Ethnic differences in maternal birthplace and marital status may explain most of the established association between Arab ethnicity and a reduced risk of preterm birth, according to a Michigan study of all births over the period 2000–2005.1 The prevalence of preterm births was slightly lower among Arab Americans than among non-Arab whites (8% vs. 9%), and the risk of such births was reduced for the former group when each of six background characteristics was considered (odds ratios, 0.7–0.9). However, when all covariates were analyzed simultaneously, no association was found between preterm births and Arab ancestry.
Arab Americans make up a greater share of Michigan's population than of any other state's population. To assess what factors contribute to the lower risk of preterm birth among Arab Americans, researchers analyzed data on all 617,451 births that occurred in Michigan between September 2000 and March 2005, as reported by the state's Department of Community Health. The main outcome was preterm births, defined as births at less than 37 weeks of gestation. Self-reported race and ethnicity were considered along with the following covariates: maternal marital status at birth, parity, birthplace, age, education and tobacco use. Chi-square tests were used to identify associations between each covariate and the risk of preterm birth, as well as between each covariate and race and ethnicity (Arab American or non-Arab white). Logistic regression models assessed associations between Arab ancestry and risk of preterm birth.
Seventy-six percent of women were non-Arab white, 17% were black, 3% were Asian and 2% had Arab ancestry; 10% were foreign-born. Nearly three-quarters were married, 39% had had no children and 17% smoked tobacco. The prevalence of preterm births was 8% among Arab Americans and 9% among non-Arab white mothers, and the difference was statistically significant. In bivariate analysis, all covariates were associated with preterm birth; the proportion of such births was lower among foreig-nborn than among U.S.born mothers (8% vs. 10%), lower among married than among unmarried mothers (9% vs. 10%) and lower among mothers who did not smoke than among smokers (9% vs. 11%). The prevalence was 9–13% among the other subgroups, and it was elevated among women with three or more children, those older than 35 and those whose parity or education level was unknown.

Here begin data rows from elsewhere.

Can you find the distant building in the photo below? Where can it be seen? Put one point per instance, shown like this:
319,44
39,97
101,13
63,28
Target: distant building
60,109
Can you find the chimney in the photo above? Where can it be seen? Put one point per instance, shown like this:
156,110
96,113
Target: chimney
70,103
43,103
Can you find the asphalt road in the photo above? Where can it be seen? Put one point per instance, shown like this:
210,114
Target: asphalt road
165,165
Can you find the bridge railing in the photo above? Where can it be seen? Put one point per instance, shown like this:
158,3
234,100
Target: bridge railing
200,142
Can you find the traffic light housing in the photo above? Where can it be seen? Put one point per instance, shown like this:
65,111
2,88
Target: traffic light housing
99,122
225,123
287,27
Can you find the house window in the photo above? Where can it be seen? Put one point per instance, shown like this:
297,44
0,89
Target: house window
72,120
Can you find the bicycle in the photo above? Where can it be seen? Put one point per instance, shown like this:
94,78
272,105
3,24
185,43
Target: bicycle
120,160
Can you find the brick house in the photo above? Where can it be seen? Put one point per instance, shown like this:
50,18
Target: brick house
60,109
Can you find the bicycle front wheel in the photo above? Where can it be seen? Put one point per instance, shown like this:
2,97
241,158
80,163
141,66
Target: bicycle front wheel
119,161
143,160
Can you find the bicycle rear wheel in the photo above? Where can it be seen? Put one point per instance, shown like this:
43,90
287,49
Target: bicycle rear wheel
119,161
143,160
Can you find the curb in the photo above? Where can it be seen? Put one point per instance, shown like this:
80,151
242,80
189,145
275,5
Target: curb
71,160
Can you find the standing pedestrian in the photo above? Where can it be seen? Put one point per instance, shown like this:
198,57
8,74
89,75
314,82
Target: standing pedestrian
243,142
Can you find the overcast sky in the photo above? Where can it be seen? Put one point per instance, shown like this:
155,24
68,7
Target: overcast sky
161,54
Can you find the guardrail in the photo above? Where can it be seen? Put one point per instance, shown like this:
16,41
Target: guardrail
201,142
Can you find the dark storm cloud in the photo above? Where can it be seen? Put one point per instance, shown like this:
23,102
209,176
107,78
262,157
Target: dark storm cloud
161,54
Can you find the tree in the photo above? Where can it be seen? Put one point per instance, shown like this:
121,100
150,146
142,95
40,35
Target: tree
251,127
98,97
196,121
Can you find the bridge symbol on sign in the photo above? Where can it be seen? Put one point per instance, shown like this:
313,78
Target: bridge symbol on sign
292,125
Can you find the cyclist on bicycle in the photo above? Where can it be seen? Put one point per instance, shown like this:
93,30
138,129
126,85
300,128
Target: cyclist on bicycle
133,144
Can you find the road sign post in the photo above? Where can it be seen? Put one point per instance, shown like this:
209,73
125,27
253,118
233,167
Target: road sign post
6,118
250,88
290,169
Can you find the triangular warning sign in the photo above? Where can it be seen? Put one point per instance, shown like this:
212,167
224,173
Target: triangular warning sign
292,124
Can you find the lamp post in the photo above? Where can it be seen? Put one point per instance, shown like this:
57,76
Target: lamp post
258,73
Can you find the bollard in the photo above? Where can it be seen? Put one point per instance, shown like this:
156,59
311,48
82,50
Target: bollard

All covariates were also associated with mothers' ethnicity: For example, Arab Americans had a lower prevalence of out-of-wedlock pregnancies than did non-Arab whites (4% vs. 28%), were less likely to smoke (3% vs. 16%) and were more likely to be foreign-born (81% vs. 7%).
The first set of regression analyses found that Arab Americans were less likely than non-Arab whites to have a preterm birth (odds ratio, 0.8), and this association remained when any one covariate was added as a control (0.7–0.9). In addition, the likelihood of having a preterm birth was decreased among foreign-born mothers (0.7), married mothers (0.8) and those who had had one child (0.9), and was elevated among those who smoked (1.2), those younger than 20 or older than 30 (1.1–1.5), those with a college education or less (1.04–1.2), those who had had two or more children (1.04–1.4) and those whose parity or education level was unknown (1.5–1.6). Additional calculations showed that ethnic differences in three covariates—maternal birthplace, marital status and tobacco use—explained most of the difference in risk of preterm birth between the two ethnic groups. In a model that included all of the covariates simultaneously, however, no association was found between Arab ancestry and risk of preterm birth.
The researchers note that their study was limited by the use of a narrow range of covariates, particularly for socioeconomic status, and reliance on clinical estimates of gestational age, which can be inaccurate for small infants. They also acknowledge that because the difference in the prevalence of preterm births between Arab Americans and non-Arab whites was small, the findings may have limited clinical significance, and that the findings may not be generalizable beyond Michigan. The researchers recommend that future analyses attempt to identify factors that may influence links between marital status and maternal birthplace and the risk of preterm birth, such as "differences in prenatal care habits, diet, attitudes toward childbirth, and levels of social cohesion between married and unmarried [mothers and between] American and foreign-born mothers."
—J. Thomas
REFERENCE
1. El-Sayed AM and Galea S, Explaining the low risk of preterm birth among Arab Americans in the United States: an analysis of 617,451 births, Pediatrics, 2009, 123(3):e438–e445.